Tijdschrift voor Nederlandse Taal- en Letterkunde. Jaargang 3
(1883)– [tijdschrift] Tijdschrift voor Nederlandse Taal- en Letterkunde– Auteursrechtvrij
[pagina 221]
| |
Reinaert, I, vs. 1573, '74, en II, vs. 1596.I. Isengrijn heeft zich, door Reinaert verleid, in de voorraadkamer van zekeren pastoor ‘die leede buuc’ zóó vol gegeten, dat hij den ‘spiker’ door het gat, dat hem den toegang gaf, niet weer verlaten kan, ja daarin blijft steken. Nauwelijks heeft men hem in zijn benarden toestand ontdekt, of van mond tot mond gaat de ‘grote niemare’ R. I, vs. 1572: .... dat daer ware
in spapen spiker een wulf ghevaen
die hem selven hadde ghedaen
bi den buke in dat gat.
Het hs. heeft door achteloosheid van den afschrijver zoowel voor vers 1573 als voor vs. 1574 ‘ghevaen’ als rijmwoord; maar Martin, dien ik hier citeer, nam in zijne editie deze verzen over zooals zij door Dr. Jonckbloet waren geëmendeerd. Evenwel meen ik te mogen gelooven, dat men door vergelijking met den Latijnschen Reinardus tot een nog juister verbetering besluiten kan. Daar toch leest men: (ed. Knorr. vs. 727:) ‘Exoritur clamor, famaque talis erat:
Presbyteri cameram subiit lupus inque foramen
Quod subiit, captus ventre, tenetur adhuc’.
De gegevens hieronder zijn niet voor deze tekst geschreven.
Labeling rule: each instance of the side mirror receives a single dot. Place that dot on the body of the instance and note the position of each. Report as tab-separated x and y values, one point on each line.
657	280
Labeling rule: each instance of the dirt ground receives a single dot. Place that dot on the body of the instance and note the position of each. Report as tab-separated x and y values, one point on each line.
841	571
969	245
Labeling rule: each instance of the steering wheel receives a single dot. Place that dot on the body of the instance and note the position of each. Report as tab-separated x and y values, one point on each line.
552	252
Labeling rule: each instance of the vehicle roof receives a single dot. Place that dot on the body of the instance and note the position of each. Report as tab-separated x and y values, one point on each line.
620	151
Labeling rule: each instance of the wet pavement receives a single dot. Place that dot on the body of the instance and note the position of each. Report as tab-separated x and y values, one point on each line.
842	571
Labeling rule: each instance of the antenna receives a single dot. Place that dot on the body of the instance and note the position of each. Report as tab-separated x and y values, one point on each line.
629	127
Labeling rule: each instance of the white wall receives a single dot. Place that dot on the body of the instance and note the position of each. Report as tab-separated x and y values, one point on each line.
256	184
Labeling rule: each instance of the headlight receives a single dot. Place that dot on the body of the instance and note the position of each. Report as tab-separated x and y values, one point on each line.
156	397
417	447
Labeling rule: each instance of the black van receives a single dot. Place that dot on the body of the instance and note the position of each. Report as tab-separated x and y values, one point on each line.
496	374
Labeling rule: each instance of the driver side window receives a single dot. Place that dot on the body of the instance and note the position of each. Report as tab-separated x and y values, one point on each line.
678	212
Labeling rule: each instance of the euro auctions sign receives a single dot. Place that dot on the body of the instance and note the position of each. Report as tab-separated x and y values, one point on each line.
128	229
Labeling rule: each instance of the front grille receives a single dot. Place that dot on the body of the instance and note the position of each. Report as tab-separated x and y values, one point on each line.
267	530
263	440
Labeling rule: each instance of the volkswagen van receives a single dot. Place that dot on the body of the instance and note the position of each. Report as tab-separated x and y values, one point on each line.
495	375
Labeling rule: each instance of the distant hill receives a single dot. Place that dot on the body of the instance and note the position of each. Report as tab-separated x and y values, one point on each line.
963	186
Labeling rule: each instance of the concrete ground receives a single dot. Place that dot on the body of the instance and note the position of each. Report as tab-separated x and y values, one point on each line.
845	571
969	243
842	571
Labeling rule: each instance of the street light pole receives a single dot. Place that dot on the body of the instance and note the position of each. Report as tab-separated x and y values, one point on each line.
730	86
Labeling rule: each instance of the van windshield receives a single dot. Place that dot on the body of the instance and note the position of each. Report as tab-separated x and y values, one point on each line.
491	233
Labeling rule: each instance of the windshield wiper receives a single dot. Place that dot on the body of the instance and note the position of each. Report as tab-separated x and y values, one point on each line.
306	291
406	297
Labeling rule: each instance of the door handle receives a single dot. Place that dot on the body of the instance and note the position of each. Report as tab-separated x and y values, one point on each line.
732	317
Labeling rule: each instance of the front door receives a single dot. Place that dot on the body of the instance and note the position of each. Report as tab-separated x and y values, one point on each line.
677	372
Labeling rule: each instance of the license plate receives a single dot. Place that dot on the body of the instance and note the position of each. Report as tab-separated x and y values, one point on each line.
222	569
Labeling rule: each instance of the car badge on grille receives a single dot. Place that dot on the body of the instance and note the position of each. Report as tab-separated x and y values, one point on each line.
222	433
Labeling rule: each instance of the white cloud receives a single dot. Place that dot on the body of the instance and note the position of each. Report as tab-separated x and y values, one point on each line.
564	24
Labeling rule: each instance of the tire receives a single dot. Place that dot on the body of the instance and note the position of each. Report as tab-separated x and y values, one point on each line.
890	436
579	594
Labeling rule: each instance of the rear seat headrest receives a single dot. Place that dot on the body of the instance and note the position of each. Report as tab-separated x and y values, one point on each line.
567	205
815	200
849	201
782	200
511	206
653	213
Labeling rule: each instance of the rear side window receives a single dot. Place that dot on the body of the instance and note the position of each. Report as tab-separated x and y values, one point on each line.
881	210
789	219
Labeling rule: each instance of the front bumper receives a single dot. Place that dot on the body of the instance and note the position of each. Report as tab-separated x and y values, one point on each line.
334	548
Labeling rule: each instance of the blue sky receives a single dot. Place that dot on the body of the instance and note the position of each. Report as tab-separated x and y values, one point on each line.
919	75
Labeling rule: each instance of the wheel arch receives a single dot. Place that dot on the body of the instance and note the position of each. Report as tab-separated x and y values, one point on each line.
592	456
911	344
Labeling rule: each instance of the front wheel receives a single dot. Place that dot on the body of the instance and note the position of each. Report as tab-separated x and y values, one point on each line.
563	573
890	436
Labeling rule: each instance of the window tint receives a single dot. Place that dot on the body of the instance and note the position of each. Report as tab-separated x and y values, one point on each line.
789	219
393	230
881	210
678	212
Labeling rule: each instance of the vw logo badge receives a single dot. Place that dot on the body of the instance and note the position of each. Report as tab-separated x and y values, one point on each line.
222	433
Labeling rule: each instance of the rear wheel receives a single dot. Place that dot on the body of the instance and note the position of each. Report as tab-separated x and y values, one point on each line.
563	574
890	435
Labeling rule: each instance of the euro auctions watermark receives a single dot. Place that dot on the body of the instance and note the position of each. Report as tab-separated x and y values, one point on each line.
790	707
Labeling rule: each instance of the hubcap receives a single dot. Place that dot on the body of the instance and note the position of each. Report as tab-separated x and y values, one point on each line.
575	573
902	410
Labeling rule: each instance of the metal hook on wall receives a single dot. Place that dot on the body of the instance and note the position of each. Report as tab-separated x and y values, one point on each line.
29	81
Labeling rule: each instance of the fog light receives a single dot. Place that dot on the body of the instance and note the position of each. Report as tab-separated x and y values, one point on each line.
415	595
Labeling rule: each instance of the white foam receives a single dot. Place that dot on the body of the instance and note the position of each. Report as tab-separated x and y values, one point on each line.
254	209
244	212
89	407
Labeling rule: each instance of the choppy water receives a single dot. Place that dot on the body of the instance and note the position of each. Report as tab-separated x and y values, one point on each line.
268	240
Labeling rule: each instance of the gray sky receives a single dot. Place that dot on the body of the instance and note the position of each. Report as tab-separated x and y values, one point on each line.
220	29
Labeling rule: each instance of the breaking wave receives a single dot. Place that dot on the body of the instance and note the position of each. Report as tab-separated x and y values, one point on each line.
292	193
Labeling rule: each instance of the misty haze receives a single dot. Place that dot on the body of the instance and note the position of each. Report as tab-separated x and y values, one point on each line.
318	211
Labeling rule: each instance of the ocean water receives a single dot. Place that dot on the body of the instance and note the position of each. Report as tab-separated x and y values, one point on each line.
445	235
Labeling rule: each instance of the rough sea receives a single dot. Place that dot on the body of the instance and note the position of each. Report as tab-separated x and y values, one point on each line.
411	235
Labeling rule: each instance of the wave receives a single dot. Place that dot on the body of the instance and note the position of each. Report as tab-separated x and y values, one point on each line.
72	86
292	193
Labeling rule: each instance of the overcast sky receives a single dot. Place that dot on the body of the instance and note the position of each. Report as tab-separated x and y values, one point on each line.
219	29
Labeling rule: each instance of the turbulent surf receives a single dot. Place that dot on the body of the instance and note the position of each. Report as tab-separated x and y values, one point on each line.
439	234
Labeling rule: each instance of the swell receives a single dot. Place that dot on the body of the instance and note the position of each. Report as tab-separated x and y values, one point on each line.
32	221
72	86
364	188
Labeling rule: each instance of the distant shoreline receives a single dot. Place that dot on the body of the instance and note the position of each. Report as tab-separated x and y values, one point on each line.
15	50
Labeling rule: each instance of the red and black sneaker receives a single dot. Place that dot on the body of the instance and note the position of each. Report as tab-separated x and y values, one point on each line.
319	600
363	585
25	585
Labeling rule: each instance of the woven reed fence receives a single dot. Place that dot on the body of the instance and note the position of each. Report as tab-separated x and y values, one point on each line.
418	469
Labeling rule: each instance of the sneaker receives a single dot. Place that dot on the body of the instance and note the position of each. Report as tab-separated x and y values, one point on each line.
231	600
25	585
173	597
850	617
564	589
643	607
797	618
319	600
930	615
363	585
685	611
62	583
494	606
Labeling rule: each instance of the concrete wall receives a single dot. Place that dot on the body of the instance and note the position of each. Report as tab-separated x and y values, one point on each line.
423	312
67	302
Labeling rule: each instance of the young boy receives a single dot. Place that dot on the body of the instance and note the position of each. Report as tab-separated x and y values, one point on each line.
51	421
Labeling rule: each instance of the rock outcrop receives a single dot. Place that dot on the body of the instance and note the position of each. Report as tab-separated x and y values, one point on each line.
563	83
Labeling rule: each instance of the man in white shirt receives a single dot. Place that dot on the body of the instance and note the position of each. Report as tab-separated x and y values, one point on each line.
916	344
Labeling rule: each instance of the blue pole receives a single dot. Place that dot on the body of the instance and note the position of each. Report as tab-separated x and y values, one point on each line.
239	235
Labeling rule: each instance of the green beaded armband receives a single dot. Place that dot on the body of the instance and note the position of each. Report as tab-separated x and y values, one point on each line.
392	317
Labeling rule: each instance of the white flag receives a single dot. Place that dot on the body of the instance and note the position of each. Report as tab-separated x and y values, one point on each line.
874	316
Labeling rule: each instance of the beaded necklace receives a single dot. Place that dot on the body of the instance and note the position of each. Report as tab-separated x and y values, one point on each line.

Nu zijn het de gecursiveerde woorden, die het mij als zeer waarschijnlijk doen voorkomen dat men te lezen hebbe: [de ‘niemare’ ging] dat daer ware
in spapen spiker een wulf ghegaen
die hem selven hadde ghevaen
bi den buke in dat gat.
R. II (vs. 1605-1607 incl.) getuigt zoomin vóór, als tegen deze gissing. - | |
[pagina 222]
| |
II. Als eindelijk het oogenblik daar is, dat men Reinaert hangen zal, kan toch Isengrijn niet nalaten te ‘versuchten’. Maar Tibeert berispt hem daarover, en besluit met deze woorden: R. I, 1923: waerdi goet het ware gedaen
hine ware noch niet onverdaenGa naar voetnoot1).
‘Als gij’, zoo bedoelt Tibeert, ‘in plaats van daar te staan zuchten, gedaan hadt wat uw plicht was, dan zou de zaak nu al uit de wereld zijn, en was Reinaert er al om koud!’, of zooals Rein. Vulp. (vs. 913) vertaalt: ‘suspendendus adhuc non foret’.
Wanneer men nu in den tweeden Reinaert de overeenkomstige verzen aldus aantreft: R. II, 1955: waerdi ooc goet, het waer gheschiet:
hi enwaer ooc noch ontganghen niet,
dan valt het terstond in 't oog, dat ook hier een schrijffout is ingeslopen. De galg staat gereed, men ziet nog slechts om naar eene ‘line’ die voor strop dienen kan; voor den goedbewaakten Reinaert is van ‘ontgaan’ wel geen sprake; hoe veel minder dan van reeds ‘ontgaan te zijn’. Men leze echter (vs. 1956): hine waer noch onghehanghen niet,
en het vers is in volkomen overeenstemming met R. I en met Rein. Vulpes. De juistheid der voorgestelde lezing kan door de Nederduitsche bewerking wel niet bewezen worden, doch wordt daardoor evenmin gelogenstraft, omdat in den Reinke deze of dergelijke woorden in Tibeert's uitval ontbreken. (Vgl. Schröder's editie, vss. 1857-1867).